A little girl in the 1970s may have been a tomboy, but she was expected to play with dolls.  I had three large dolls and two baby dolls.  The babies came in matching yellow dresses and had bunk beds with a ladder, and all you did with them was put them to bed.  The larger dolls included a bride, a blond in a white pinafore, and a more glamorous flaxen-haired doll in a pink dress. If I had other dolls, I gouged out their eyes and cut off their hair and they did not survive to be remembered.
After I went off to college, my mother had my room repainted and redecorated.  She befriended someone who made beautiful hand-sewn doll clothes for fun, and she sent my dolls to the doll hospital to get the ink removed and their eye-lashes replaced and their hair untangled and re-styled.    At the time, I wondered if the dolls were made-over because I was the one wanting the make-over, but no one had the courage to say. In any case, the next time I visited, there they were, lined up on a shelf, more terrifying than ever.
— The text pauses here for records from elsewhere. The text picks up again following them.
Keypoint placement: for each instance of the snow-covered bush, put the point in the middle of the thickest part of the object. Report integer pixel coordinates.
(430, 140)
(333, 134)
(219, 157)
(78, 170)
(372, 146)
Some people are afraid of clowns. I am afraid of dolls. They have glassy, unblinking eyes. They have no elbows. They don’t wear underwear, and if they do, it’s doll underwear. Their faces have unchanging, blank expressions. They always seem like they are up to no good, and you never catch them doing anything.  As a kid, I could not sleep if they were sitting up. I would lay them all down so their creepy floaty eyes would close. Sometimes I would also bury them under a nice thick, safe layer of stuffed animals.
I had Barbies too, and I played with them a lot. Barbie wasn’t scary. She was a tiny mannequin. She had a convertible and camper van and friends. Baby dolls don’t have friends. You could make clothes for Barbie and you could carry her in your fist the way you might grip a flashlight.
Stuffed animals were the best though, and the more you had the better it seemed. May of my stuffed animals survived to my adulthood, and were shipped to me to live in this big messy house I’ve called home for the past 17 years.  In September of 2008, a young dog we call Captain came to live with us, and he loves stuffed animals.  Captain really loves stuffed animals. First, he chews off their eyes and their noses, and then he pulls out all their stuffing. Once, we had a mountain of stuffed bears, dogs, rabbits, and ponies. Now, we have none.